Prada America’s Cup World Series Auckland Luna Rossa vs. Patriot
It’s 0500 in Auckland, and down on the harbor, shore teams are prepping their boats for the third and final show of racing at the Prada America’s Cup World Series. Four more races—and then the one-day Christmas Cup—and it’s back to the barn for challengers and defender alike where they must figure out how to milk more speed from their 75-foot heifers (yes, they do moo their way around the racecourse, thanks to the foil-cant systems).
The ever-clever Kiwis of Emirates Team New Zealand appear faster than their respective challengers. As they should be. They wrote the AC75 rule, right? Be that as it may, after two days and eight races, most lopsided, some nail-biting, the World Series Auckland regatta has been a necessary exercise for race management and sailors alike, a chance to sort out technical issues and gremlins and set a few benchmarks for when the racing starts for real in the Prada Cup on January 15.

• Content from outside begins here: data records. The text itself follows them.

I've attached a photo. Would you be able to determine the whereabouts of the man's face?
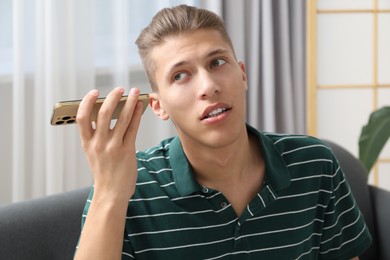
[151,30,247,148]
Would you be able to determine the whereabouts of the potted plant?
[359,107,390,172]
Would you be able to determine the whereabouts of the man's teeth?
[206,108,227,118]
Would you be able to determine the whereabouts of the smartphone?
[50,94,149,125]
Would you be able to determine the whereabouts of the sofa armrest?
[0,188,90,260]
[370,186,390,259]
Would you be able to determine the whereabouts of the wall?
[307,0,390,189]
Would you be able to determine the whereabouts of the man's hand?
[76,88,142,259]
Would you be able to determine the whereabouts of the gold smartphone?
[50,94,149,125]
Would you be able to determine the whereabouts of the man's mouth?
[204,107,228,119]
[201,105,231,120]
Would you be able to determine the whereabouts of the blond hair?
[135,5,233,91]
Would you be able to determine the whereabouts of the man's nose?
[198,70,221,99]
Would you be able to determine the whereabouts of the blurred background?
[0,0,390,204]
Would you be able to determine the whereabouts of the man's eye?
[211,59,226,68]
[173,72,188,81]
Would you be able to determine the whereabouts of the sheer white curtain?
[0,0,220,204]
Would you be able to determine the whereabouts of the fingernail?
[88,89,99,96]
[130,88,139,96]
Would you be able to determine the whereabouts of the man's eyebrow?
[207,49,228,57]
[168,49,228,74]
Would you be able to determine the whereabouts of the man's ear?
[149,93,169,120]
[238,61,248,89]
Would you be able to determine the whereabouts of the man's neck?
[183,129,262,188]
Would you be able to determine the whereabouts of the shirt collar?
[169,125,291,196]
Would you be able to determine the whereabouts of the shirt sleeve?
[319,155,371,259]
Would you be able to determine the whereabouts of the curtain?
[223,0,306,134]
[0,0,221,204]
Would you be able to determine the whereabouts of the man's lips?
[200,104,231,120]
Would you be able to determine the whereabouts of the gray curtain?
[222,0,306,134]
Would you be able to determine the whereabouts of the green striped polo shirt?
[83,125,371,260]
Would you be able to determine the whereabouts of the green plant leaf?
[359,107,390,171]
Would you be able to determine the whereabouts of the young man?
[76,6,371,259]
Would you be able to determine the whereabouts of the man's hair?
[135,5,233,91]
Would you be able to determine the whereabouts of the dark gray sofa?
[0,188,90,260]
[0,142,390,260]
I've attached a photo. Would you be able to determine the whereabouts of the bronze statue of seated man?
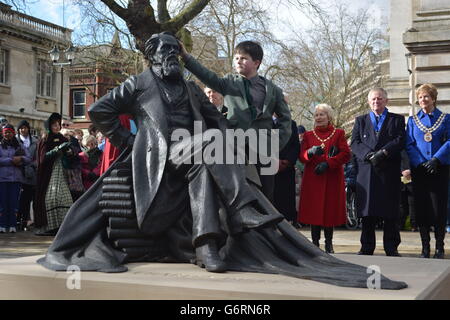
[38,33,406,289]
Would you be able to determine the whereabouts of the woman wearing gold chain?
[406,84,450,259]
[299,104,350,253]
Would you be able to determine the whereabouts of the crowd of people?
[0,113,124,236]
[0,37,450,258]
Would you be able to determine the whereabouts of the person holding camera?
[299,104,351,253]
[0,124,31,233]
[33,113,74,236]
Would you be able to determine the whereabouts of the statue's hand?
[121,134,136,150]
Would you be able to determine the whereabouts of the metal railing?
[0,7,72,42]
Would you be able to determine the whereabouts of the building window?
[0,49,9,84]
[36,59,55,98]
[73,90,86,118]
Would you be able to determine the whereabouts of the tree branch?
[100,0,128,21]
[158,0,171,23]
[161,0,210,32]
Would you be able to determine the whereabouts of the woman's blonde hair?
[82,135,98,147]
[59,128,73,138]
[416,83,437,107]
[314,103,334,125]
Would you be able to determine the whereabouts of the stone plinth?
[0,254,450,300]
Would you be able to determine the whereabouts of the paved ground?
[0,227,450,259]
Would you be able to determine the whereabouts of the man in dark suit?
[351,88,405,256]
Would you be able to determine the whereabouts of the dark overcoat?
[351,112,405,219]
[274,120,300,221]
[89,70,227,234]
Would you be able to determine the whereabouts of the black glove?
[308,146,325,158]
[314,161,329,175]
[44,142,70,159]
[87,172,98,182]
[121,134,136,150]
[422,158,441,174]
[364,151,375,162]
[328,146,339,158]
[56,142,70,151]
[369,150,386,167]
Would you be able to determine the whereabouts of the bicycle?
[345,186,359,230]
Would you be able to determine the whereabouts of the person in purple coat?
[0,124,31,233]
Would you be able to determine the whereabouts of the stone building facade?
[403,0,450,113]
[0,2,72,133]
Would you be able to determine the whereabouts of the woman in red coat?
[298,104,350,253]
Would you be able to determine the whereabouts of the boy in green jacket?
[180,41,291,202]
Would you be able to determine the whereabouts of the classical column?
[403,0,450,112]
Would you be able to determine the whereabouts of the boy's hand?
[178,40,189,60]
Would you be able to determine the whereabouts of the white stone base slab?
[0,254,450,300]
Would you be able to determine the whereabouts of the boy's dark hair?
[88,124,98,134]
[234,41,264,62]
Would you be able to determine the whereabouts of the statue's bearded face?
[152,35,182,79]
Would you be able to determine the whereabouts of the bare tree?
[76,0,210,52]
[271,5,381,126]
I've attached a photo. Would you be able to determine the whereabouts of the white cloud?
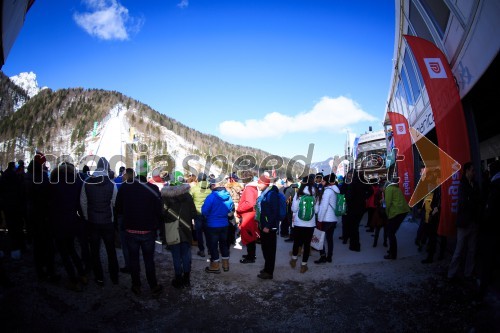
[177,0,189,9]
[73,0,143,40]
[219,96,377,139]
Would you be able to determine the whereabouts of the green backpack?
[299,195,314,221]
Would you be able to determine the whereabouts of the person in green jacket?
[384,183,410,259]
[189,173,212,257]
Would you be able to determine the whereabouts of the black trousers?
[260,230,276,275]
[385,213,407,258]
[342,211,365,249]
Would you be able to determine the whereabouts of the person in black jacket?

What have we gleaned so far from watching from afar? A lot, but let’s start with Sir Ben Ainslie, the Olympic medal machine and fierce helmsman of Ineos Team UK. In a strangely similar start to the 35th America’s Cup in Bermuda, Ainslie has assumed the role of challenger punching bag. First, having to answer for what is perceived to be the slowest boat in the fleet, then for exposing “Cant-gate,” the Cup’s first behind-the-scenes drama. Cant, as in, “I can’t cant my foils, because the Kiwis gave us a system that doesn’t work and won’t tell us how to fix it.”
That’s not really what he said, but if body language means anything, during the regatta’s first post-race press conference, it was saying a lot. And, boy, does Peter Burling love to needle Big Ben.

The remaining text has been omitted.